Jesús está profundamente sorprendido por este hombre. El Evangelio de Marcos subraya que teniendo misericordia de él, extendió la mano y le tocó, y le dijo: Quiero, sé limpio (Mc 1,41). El gesto de Jesús acompaña sus palabras y hace más explícita su enseñanza. Contra las disposiciones de la Ley de Moisés, que prohibía acercarse a un leproso (cfr. Lv 13,45-46), Jesús extiende la mano e incluso le toca. ¡Cuántas veces encontramos a un pobre que viene a nuestro encuentro! Puede que hasta seamos generosos, que tengamos compasión, pero habitualmente no lo tocamos. Le damos la moneda, se la echamos ahí, pero evitamos tocarle la mano. ¡Y olvidamos que ese es el cuerpo de Cristo! Jesús nos enseña a no tener miedo de tocar al pobre y al excluido, porque Él está en ellos. Tocar al pobre puede purificarnos de la hipocresía y preocuparnos por su condición. ¡Tocar a los excluidos! Hoy me acompañan aquí estos chicos. Muchos piensan de ellos que es mejor que se hubieran quedado en su tierra, pero allí sufrían mucho. Son nuestros refugiados, pero muchos los consideran excluidos. ¡Por favor, son nuestros hermanos! El cristiano no excluye a nadie, da sitio a todos, deja venir a todos.

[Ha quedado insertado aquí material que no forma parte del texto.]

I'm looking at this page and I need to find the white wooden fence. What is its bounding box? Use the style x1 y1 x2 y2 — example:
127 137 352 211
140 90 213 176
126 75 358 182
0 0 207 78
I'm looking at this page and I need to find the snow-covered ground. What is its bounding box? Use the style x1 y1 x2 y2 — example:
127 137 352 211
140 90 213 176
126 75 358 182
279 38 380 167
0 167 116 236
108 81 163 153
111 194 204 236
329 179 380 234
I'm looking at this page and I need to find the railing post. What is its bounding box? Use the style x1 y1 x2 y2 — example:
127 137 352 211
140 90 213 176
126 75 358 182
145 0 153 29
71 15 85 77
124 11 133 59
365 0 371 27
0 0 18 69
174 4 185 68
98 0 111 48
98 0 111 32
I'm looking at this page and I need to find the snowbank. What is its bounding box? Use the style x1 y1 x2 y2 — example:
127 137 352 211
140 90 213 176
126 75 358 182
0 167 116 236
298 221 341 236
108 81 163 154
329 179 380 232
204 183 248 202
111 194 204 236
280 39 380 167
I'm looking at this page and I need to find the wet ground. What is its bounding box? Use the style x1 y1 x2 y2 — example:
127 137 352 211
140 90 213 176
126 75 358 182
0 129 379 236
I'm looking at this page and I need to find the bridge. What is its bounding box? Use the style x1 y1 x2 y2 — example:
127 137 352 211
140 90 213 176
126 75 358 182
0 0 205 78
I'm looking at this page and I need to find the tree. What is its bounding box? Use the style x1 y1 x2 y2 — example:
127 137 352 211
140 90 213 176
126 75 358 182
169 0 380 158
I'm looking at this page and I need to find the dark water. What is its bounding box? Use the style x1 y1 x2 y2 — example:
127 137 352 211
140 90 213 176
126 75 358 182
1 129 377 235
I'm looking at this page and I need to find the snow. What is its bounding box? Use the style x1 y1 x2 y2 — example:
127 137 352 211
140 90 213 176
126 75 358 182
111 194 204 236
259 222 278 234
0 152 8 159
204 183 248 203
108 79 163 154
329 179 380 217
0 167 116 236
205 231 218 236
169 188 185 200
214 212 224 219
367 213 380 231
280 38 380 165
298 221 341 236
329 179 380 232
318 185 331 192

Después de haber curado al leproso, Jesús le manda que no se lo diga a nadie, pero le dice: muéstrate al sacerdote, y ofrece por tu purificación, según mandó para testimonio a ellos (v. 14). Esta disposición de Jesús muestra al menos tres cosas. La primera: la gracia que actúa en nosotros no busca el sensacionalismo. Habitualmente se mueve con discreción y sin ruido. Para curar nuestras heridas y guiarnos al camino de la santidad, trabaja modelando pacientemente nuestro corazón según el Corazón del Señor, para asumir cada vez más sus pensamientos y sentimientos. La segunda: haciendo comprobar oficialmente la curación realizada a los sacerdotes y celebrando un sacrificio expiatorio, el leproso es readmitido en la comunidad de los creyentes y en la vida social. Su reintegro completa la curación. Como él mismo había suplicado, ¡ahora está completamente purificado! Finalmente, presentándose a los sacerdotes, el leproso les da testimonio de Jesús y de su autoridad mesiánica. La fuerza de la compasión con la que Jesús ha curado el leproso, ha llevado la fe de este hombre a abrirse a la misión. Era un excluido, ahora es uno de nosotros.
Pensemos en nosotros, en nuestras miserias… Cada uno tiene la suya. Pensemos con sinceridad. ¡Cuántas veces las tapamos con la hipocresía de las ‘buenas maneras’. Y entonces es necesario estar solos, ponerse de rodillas ante Dios y rezar: ¡Señor, si quieres, puedes limpiarme! Hacedlo, hacedlo antes de ir a dormir, todas las noches. Y ahora digamos juntos esta bonita oración: ¡Señor, si quieres, puedes limpiarme!
Fuente: vatican.va / romereports.com.
Traducción de Luis Montoya.
[1] En italiano dice “purificarme”, pero la versión castellana siempre traduce “limpiarme” (ndt).